HL Deb 25 October 1973 vol 345 cc742-3

My Lords, I beg leave to ask the second Question which stands in my name on the Order Paper.

The Question was as follows:

To ask Her Majesty's Government how many staff were employed in the Telephone Inquiry Bureau of the Immigration and Nationality Department at Croydon on January 16, 1973, and as at the latest convenient date; what is the full establishment of the Bureau; and what steps have been taken to recruit additional staff so that all the incoming lines are manned.


My Lords, on January 16, 1973, 15 staff were employed in the Telephone Inquiry Bureau of the Immigration and Nationality Department at Croydon. The current number is about the same, although there is some variation from day to day. An increase of ten staff will be needed to man all the 25 lines which are available. Every effort has been made to recruit and train adequate staff, and these efforts will continue; but experienced staff are needed for the Bureau. I much regret the inconvenience which is caused by shortage of staff.
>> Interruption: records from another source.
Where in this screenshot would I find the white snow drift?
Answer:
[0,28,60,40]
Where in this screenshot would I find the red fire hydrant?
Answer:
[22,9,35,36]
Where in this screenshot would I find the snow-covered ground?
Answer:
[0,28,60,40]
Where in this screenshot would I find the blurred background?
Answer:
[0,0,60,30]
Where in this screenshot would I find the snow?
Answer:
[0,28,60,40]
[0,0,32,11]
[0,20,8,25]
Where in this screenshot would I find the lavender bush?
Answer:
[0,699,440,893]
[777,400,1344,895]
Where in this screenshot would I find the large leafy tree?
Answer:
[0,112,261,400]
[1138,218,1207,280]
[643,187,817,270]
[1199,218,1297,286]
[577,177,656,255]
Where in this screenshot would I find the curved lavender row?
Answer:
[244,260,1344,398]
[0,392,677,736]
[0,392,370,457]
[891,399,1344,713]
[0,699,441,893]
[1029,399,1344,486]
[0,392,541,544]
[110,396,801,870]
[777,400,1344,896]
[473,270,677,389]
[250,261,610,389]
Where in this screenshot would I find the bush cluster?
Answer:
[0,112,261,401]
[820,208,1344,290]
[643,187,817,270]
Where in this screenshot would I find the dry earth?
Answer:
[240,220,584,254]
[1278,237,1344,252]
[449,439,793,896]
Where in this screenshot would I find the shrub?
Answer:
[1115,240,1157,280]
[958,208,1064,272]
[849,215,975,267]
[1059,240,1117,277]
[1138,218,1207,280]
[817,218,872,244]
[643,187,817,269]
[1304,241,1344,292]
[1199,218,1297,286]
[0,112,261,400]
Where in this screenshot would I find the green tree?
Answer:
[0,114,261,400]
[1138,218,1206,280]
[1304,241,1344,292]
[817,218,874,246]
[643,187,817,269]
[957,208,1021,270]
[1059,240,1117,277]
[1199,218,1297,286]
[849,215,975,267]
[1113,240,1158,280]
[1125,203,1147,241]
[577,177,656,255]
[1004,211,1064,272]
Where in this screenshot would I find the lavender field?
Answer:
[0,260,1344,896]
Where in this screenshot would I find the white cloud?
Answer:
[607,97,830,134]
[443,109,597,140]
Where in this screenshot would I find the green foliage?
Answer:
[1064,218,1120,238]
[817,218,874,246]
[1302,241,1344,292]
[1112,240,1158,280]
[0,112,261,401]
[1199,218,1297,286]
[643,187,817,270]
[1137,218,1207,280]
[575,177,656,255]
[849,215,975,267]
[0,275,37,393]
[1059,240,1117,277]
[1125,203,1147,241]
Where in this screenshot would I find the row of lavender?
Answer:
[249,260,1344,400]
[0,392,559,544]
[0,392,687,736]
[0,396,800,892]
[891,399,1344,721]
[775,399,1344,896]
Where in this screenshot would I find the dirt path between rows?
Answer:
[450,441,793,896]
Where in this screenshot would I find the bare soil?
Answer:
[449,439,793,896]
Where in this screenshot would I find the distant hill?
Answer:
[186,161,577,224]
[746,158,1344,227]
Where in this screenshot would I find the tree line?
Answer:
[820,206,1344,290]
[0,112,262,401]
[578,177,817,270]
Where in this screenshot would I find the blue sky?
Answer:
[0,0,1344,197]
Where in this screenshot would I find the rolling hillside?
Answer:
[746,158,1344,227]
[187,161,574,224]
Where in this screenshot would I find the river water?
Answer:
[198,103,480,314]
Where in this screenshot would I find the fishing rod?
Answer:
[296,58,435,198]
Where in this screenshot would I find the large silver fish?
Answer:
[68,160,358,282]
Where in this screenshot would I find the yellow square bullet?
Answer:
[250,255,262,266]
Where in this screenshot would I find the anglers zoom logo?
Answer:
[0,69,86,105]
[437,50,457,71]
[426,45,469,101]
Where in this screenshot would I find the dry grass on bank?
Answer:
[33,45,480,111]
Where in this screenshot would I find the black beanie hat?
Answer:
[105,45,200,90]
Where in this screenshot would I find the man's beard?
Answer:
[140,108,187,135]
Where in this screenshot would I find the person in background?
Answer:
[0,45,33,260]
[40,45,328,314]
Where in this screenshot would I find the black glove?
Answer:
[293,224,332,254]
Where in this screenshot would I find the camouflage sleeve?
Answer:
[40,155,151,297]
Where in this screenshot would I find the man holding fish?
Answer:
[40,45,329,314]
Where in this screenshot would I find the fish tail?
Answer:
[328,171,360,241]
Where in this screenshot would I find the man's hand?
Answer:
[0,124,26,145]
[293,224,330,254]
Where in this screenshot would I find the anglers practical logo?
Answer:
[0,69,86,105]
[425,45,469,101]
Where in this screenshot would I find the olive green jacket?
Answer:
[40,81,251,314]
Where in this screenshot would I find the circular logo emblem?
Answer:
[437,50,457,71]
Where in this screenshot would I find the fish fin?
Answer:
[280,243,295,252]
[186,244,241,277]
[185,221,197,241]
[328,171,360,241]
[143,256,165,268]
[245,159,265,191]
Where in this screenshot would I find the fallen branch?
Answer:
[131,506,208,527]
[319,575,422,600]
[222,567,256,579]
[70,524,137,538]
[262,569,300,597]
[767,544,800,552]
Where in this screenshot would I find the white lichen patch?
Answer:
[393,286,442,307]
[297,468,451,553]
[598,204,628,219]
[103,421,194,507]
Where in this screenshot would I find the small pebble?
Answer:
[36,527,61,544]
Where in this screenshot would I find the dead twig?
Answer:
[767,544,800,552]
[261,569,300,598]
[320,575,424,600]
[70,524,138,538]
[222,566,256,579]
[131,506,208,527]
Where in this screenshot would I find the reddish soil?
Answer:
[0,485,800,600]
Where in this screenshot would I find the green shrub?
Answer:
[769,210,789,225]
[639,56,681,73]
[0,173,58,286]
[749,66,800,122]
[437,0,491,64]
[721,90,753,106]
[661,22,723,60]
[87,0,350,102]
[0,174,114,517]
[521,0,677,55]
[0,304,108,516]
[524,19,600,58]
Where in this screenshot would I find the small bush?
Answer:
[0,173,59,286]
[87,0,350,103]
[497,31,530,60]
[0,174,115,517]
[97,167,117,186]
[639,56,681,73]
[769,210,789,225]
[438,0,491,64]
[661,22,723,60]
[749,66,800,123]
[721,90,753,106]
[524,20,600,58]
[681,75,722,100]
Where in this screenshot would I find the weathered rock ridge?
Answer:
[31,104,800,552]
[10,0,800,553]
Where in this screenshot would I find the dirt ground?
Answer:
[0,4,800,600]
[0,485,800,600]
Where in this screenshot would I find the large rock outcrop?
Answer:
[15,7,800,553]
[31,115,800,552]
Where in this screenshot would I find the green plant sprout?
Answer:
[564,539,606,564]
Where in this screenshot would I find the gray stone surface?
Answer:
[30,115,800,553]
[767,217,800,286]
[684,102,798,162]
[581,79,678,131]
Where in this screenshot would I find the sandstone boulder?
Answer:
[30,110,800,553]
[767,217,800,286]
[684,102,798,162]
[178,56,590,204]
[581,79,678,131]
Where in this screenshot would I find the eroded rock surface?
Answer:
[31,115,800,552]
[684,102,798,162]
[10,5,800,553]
My Lords, is the noble Viscount aware that on January 16, 1973, the date mentioned in the Question, the Under-Secretary of State wrote to a correspondent saying that he hoped shortly to have the number of staff required to man all the incoming lines, up to the figure of 25, which the noble Viscount mentioned? Is the noble Viscount aware that this shortage causes the utmost inconvenience, not only for individual inquirers but for the many organisations, such as the Citizens' Advice Bureaux, who several times have been in correspondence with the Home Office on this matter, and that it is necessary to wait two months even for a reply?


Yes, my Lords, I am very well aware that under-staffing in Croydon does cause a large number of difficulties to a lame number of people. It is interesting to note that the correspondence at the moment is running at the rate of 20,000 items a week, which represents a million letters a year. This shows something of the pressure that the staff are under. I can say this: I was talking to my right honourable friend the Parliamentary Under-Secretary this morning about this matter. He is personally involved and is very much concerned about it. We are by no means complacent but, certainly on the telephone side, we cannot just employ anybody. These must be experienced and skilled people: otherwise they may do more harm than good. We are trying very hard to obtain people to do these jobs.


My Lords, would the noble Viscount agree, perhaps with the benefit of hindsight, and in view of the fact that there is a large amount of alternative office employment in and around Croydon, that Croydon was the wrong place to put the Telephone Inquiry Bureau and that perhaps he ought to reconsider the location of the office?


My Lords. I know that there is a great deal of competition in Croydon, but I believe that the suggested alternative is Plymouth. I do not think that it would be any easier for people to inquire there than it is in Croydon.